Discussion

[Discuss here your results in light of current knowledge.]

Conclusion

Our work first aim to present an innovative design using bistable metal strip and shape memory alloy Nitinol to fabricate a biomimetic actuator as a swimming device, which exhibited both slow moving and fast snapping capability like an octopus. We hope to inspire more research on combining different materials to achieve novel designs for more applications. Sensing application is just one of the many applications this device can achieve. Remote sampling collecting, video recording, humidity, temperature and air quality monitoring can all be potentially realized with thoughtful integration. However, we do need to consider the long time memory loss of Nitinol wire after more repetitions, which was not exhaustedly investigated in this work.

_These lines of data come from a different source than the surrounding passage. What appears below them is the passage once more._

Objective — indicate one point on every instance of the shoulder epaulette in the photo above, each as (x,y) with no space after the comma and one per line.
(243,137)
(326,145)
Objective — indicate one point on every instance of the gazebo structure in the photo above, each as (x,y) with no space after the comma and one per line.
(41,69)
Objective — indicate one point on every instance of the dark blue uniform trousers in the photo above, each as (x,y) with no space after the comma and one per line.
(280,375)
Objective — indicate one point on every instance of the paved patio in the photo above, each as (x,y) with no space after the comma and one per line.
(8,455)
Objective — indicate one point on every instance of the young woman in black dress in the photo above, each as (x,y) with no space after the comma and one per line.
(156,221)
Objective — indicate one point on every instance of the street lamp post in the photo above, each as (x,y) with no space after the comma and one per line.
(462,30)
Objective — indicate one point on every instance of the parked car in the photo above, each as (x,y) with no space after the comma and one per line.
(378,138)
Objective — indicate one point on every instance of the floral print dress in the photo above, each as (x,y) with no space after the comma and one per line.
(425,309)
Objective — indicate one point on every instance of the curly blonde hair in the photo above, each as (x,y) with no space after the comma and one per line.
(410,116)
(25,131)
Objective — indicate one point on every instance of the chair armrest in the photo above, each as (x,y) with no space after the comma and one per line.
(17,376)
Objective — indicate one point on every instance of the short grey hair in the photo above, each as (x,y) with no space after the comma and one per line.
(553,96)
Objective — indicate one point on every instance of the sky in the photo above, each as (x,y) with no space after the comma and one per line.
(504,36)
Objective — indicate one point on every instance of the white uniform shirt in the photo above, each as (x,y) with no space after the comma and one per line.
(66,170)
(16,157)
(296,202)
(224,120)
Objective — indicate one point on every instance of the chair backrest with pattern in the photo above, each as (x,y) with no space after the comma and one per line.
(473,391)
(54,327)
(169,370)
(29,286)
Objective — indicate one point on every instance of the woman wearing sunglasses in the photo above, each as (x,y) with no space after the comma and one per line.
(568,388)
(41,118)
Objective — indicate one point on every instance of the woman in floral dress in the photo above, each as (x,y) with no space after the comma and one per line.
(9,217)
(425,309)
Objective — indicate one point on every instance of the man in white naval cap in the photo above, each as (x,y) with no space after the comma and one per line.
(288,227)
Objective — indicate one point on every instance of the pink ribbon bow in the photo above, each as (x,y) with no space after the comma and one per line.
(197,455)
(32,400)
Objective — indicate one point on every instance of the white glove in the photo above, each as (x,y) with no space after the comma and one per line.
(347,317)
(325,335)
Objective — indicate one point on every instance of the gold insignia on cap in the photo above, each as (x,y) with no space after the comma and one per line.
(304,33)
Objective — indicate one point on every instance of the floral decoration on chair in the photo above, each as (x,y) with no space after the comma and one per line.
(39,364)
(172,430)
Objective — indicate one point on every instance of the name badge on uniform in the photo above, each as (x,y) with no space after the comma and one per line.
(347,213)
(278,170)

Future research should look into this and come up with an estimate time for Nitinol wire memory exhaustion. Also, how to recharge the battery when the device is far away in the field, and how to make sure we don’t lose connection when battery runs out, etc. More importantly, bio-fouling can be a big challenge for devices that are deployed and immersed in water environment for long period of time. Special protective coatings or antifouling design for the device should be investigated.
In summary, a wirelessly controlled, programmable, swimming device was developed. The properties of the Nitinol alloy, bistable metal strips were investigated to find out optimum design. Hydrogel coating was chosen to provide a stable under-water environment for the Nitinol wires, which facilitates under-water actuation. A fish fin like PDMS flipper was also designed and increased the swimming ability. The swimming device could navigate in all directions and could be controlled wirelessly and easily programmable thanks to the untethered design with a portable battery and wireless control module. We also showcased its successful integration with an etalon-based sensing platform, which can potentially inspire more innovative future applications.